€64 Million Government Funding for Horse Racing Ireland Keeps it in the Money
Sports Writer Aoife Brady looks at government funding for the horse racing industry.
As 2017 drew to a close, there were no signs of the government’s political fondness for horse racing being reined in. The October budget for 2018 revealed that a whopping €64 million would be set aside again for Horse Racing Ireland (HRI), which absurdly attracted criticism from the CEO of the organisation, Brian Kavanagh. He commented that the Government showed a “baffling lack of support” for racing by not increasing betting tax, additional revenue that he believed would be further injected into the sport. As other sectors in Ireland struggle to regain momentum amidst post-recession slumps, the Horse Racing industry shamelessly canter around government officials jostling for increased investment on top of their already lucrative tax-free funding.
Every year since 2001, Horse Racing Ireland and Bord na gCon have enjoyed a statutory entitlement to funds amounting up to a combined total of €80 million. The exchequer who foot the bill, justify the payment as a rechanneling of the funds received from betting tax back into the sport itself. Indisputably, horse racing in Ireland has catapulted Ireland to the forefront of thoroughbred propagation in global ranking. The recent Deloitte report commissioned by Horse Racing Ireland, indicates that the industry boasts a contribution of €1.8 billion in expenditure to the Irish economy, employs over 15,000 people and for the first time in history, Irish trained horses won all of the ‘big five’ races in Britain in 2016, truly establishing Irish horse racing on an International scale. The Horse racing contribution to the Irish economy is invaluable, however, the Irish State has not been shy to acknowledge this in more than generous monetary and ‘political’ terms.
There has been uncontested revenue support for one of the most profitable industries in Ireland for decades in the form of statutory funding and tax exemptions. These statutory concessions can arguably be correlated with the unwavering strong political affiliation and ministerial affection with the sport of horse racing outside the walls of Leinster House. Incredibly, up until 2008, stallion and stud fees were not liable to tax. Former Taoiseach, Charlie Haughey, who flaunted his passion for the sport, was responsible for introducing the controversial tax exemption. However, upon discovering the preferential and partisan nature of the tax, Brussels intervened and called a halt to the exemption on the premise that it was in breach of European Rules on State Aid.
On another controversial note, the re-appointment of Brian Kavanagh for a third term as CEO of HRI contravenes government guidelines which state that CEOs of commercial state bodies can only serve one term of seven years. Kavanagh’s current salary falls €25,000 above the specified salary range for a commercial state body, a tidy €247K. Not bad.
The Horse Racing and Greyhound Fund is supported through the receipts from the current ‘Betting Duty’ on gambling, which has fallen substantially since the early part of the last decade. This has impacted the Horse and Greyhound Racing Fund, which as a result, has been supported via substantial exchequer subvention to make up the difference.

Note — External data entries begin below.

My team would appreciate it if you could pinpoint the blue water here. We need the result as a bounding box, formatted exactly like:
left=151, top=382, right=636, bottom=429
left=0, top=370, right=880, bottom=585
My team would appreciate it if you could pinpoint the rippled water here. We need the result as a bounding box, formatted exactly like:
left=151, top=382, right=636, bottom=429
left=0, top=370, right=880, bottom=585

Despite the enormous growth in gambling in Ireland which sees around €4.2bn punted each year, the betting tax is yielding just €27m per year – roughly the same as it did in 1984. Aside from the fact that at 1%, Irish betting tax is possibly the lowest in the world, the Department of Finance were slow to amend legislation to start taxing online and off-shore gambling. Only in 2015, the Betting Amendment Act was introduced as the government finally caught up with global internet trends of online gambling and subjected all online bets to the same 1% tax rate.

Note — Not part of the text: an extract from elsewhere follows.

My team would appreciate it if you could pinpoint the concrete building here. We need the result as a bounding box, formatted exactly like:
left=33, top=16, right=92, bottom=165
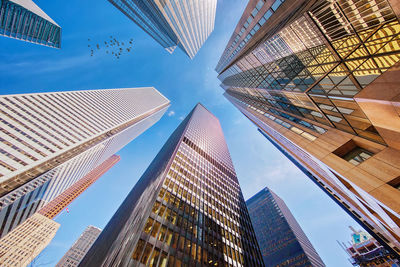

The government’s failings to push the Gambling Control Bill over the final hurdle, which has been gathering dust for nearly five years, has meant that the sector is still not properly regulated and a lot more funding could have been obtained to benefit the sporting sector or indeed, other sectors in Ireland. An independent report, commissioned on behalf of the Department of Agriculture on horse racing in 2012, concluded that “analysis indicates that the main potential source of additional funding” for sports organisations in Ireland, “is from the betting industry.” The sport’s semi-state administrative body, HRI, has argued that the current tax rate of 1 percent, which is absorbed by bookmaking firms, should be increased to 2.5 percent with the extra charge being passed on to customers. There has been an unforgiving failure by the government to implement an effective, equitable and comprehensive tax system for the betting industry. Despite having their own financial motive to lobby the government for regulation reform, even HRI have failed to persuade government officials to respond to the findings of the commissioned report. While the government have been dragging their feet in reforming betting tax, the biggest losers of the lot are the sectors in Ireland desperately in need of additional funding and struggling to provide basic services to Irish citizens.
Two very significant issues are at play here. Why has the government not resolved the gaping hole in the untapped betting industry by taxing it further in line with the rest of the world, and why are there just two (highly profitable) sports reaping significant financial benefits from the state, above other sports? The answer, it seems is less to do with broader objectives for the Irish economy and may be more closely linked to handshaking and punting at Punchestown.